- European Windows box art
- Developer: The Code Monkeys
- Publisher: Hip Games
- Engine: RenderWare
- Platforms: PlayStation 2, Microsoft Windows
- Release: PlayStation 2EU: November 19, 2004; Microsoft WindowsEU: November 26, 2004; NA: May 17, 2005;
- Mode: Single-player

= Garfield (video game) =

2004 video game

Garfield is a 2004 video game based on the Garfield comic strip, developed by The Code Monkeys and published by Hip Games. It was released for PlayStation 2 and Windows in November 2004 in Europe, and on May 17, 2005, in North America for Windows only. It was the first 3D Garfield video game.

==Gameplay==
The player (playing as Garfield) must clean the house and put everything in the right place before Jon gets home or he will put Garfield on a diet as punishment. Garfield uses the vacuum cleaner to suck out-of-place objects into the vacuum or fix paintings or pictures, and put out of place objects back in the right place by blowing them out. The game has a time limit of 8 and a half hours; if the player has not cleaned the house in time, a cutscene plays, showing Jon finding his house in ruins and the game going back to the main menu.

There are 15 rooms in the game. The player must clean these rooms to collect keys to open locked rooms, with color coded keys corresponding to their respective door.
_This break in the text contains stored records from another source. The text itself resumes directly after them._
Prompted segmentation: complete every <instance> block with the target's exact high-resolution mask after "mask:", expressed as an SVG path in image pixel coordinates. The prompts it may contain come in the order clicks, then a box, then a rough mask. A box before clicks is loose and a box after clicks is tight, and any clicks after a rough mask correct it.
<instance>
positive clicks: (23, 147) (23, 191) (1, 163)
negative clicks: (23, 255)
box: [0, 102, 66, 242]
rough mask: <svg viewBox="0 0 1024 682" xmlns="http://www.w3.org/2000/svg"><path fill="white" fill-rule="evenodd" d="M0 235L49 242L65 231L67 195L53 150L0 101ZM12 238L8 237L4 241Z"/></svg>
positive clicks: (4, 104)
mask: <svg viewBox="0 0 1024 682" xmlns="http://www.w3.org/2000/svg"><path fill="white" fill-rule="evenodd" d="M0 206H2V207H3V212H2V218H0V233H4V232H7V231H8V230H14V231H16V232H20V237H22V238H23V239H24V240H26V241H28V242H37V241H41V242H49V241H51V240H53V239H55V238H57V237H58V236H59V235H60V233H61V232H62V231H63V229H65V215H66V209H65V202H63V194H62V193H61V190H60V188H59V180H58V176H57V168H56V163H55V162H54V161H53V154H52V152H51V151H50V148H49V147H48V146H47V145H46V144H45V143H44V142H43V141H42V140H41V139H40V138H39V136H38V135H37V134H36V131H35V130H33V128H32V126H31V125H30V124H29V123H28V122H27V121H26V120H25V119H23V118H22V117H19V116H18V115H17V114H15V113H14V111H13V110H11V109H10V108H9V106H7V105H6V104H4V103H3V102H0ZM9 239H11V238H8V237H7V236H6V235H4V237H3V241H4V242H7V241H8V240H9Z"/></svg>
Various objects in the rooms, such as wall ornaments and basketballs, can be interacted with using the vacuum cleaner.

The player can only hold three items, and must go to storage boxes to store items they do not need at the moment. Player can also save the game at these storage boxes. There are also various mini games that the player can play, including a block matching game similar to Columns, a jigsaw puzzle that uses pieces found in the house, and a race with Nermal.

There are different keys to obtain after cleaning each room: cleaning the Den grants access to Jon's bedroom, while cleaning the Utility Room grants access to the Small Bedroom.

==Reception==
The Garfield game received poor ratings, Superpanda of Jeuxvideo.com gave it a 5 out of 10, and Aymeric of jeuxvideopc.com (a PC section of Jeuxvideo.com) heavily criticized the game with a 0 out of 10 score. PS2 UK Magazine gave it a 2/10. 7Wolf Magazine rated the game 4.8 out of 10. Major points of criticism include boring gameplay, Odie constantly attacking the player, poor graphics, bad game engine physics, and sluggish controls.